Bots trained for possibility of ties?

Maharani · #1

Are any bots, such as KataGo, trained with ties as a possible outcome for games played with integer komi? I know that komi can be set to 7 in KataGo, but does KataGo actually understand what a tie is? How about other bots?

If the answer is currently no, I think it would be highly interesting to experiment with this.

lightvector · #2

KataGo models a tie as being half of a win and half of a loss (this is actually configurable though!), and behaves accordingly, and the winrate will reflect this.

I've had one user request an explicit modeling of the probability of a tie. I never got around to doing this, unfortunately, since it would be some work and some complexity to code to track this separately from just the winrate, so it's just folded into the winrate. But aside from not being able to explicitly visualize the predicted probability of a tie, it should be handled correctly.

Bill Spight · #3

Maharani wrote:

Are any bots, such as KataGo, trained with ties as a possible outcome for games played with integer komi? I know that komi can be set to 7 in KataGo, but does KataGo actually understand what a tie is? How about other bots?

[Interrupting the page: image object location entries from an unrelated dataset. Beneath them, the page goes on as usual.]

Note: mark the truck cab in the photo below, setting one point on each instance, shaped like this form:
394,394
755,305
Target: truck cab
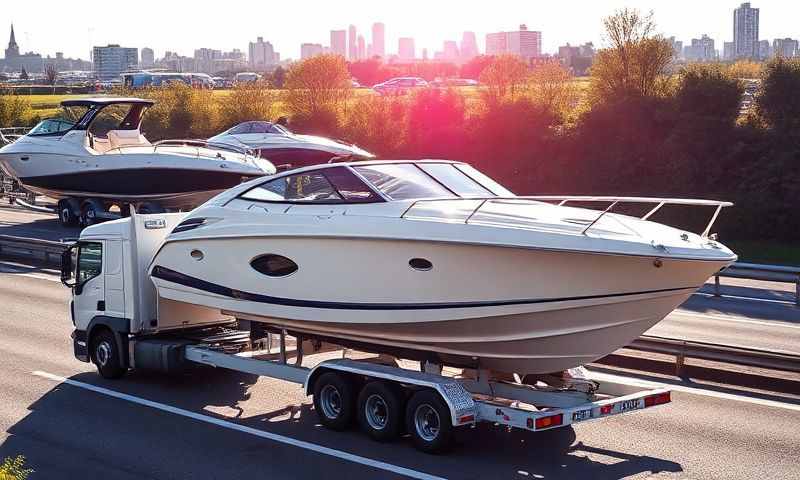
113,298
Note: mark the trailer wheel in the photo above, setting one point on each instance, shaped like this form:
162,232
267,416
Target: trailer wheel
106,355
428,422
380,411
67,213
334,400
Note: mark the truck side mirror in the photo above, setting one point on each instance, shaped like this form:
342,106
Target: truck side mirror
66,266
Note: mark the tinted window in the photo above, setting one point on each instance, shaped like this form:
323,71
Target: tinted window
454,179
403,181
487,182
349,186
303,187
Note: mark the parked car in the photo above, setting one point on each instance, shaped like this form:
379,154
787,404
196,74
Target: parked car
400,85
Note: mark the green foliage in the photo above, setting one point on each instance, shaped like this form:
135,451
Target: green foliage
778,102
15,110
14,469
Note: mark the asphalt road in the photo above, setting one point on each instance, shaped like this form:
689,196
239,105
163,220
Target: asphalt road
219,424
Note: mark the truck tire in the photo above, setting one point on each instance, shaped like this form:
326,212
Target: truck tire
334,400
67,213
106,355
428,422
380,411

If the answer is currently no, I think it would be highly interesting to experiment with this.

What do you do with ties during training? If you are trying to decide which program is stronger, then ignoring ties is preferable. But if you train for that, then the bot may not learn to prefer a tie to a loss. So it may be better to count ties, one way or other. Maybe the old program should get to count a tie as a win, I dunno.

Maharani · #4

Fascinating - thank you for the swift reply!

Yeah, would be very interesting to know what the probability of a tie is for an empty board with 7 komi, but I understand that this would be too complex to implement.

Bill Spight wrote:

Maybe the old program should get to count a tie as a win, I dunno.

The points you raised make sense to me, but this seems like a great solution

jann · #5

Bill Spight wrote:

What do you do with ties during training? If you are trying to decide which program is stronger, then ignoring ties is preferable.

I think ties just pull the value net for the given game towards 0, the correct output. I also doubt ignoring ties is preferable in any case (in test matches they should pull the strength diff towards 0 as well - otherwise if A wins 1 and ties 9 you would think it is much stronger).

Bill Spight · #6

jann wrote:

Bill Spight wrote:

What do you do with ties during training? If you are trying to decide which program is stronger, then ignoring ties is preferable.

I think ties just pull the value net for the given game towards 0, the correct output. I also doubt ignoring ties is preferable in any case (in test matches they should pull the strength diff towards 0 as well - otherwise if A wins 1 and ties 9 you would think it is much stronger).

If the question is which program is stronger you ignore ties. I learned that in my first research class.

How much stronger a program is is a different question.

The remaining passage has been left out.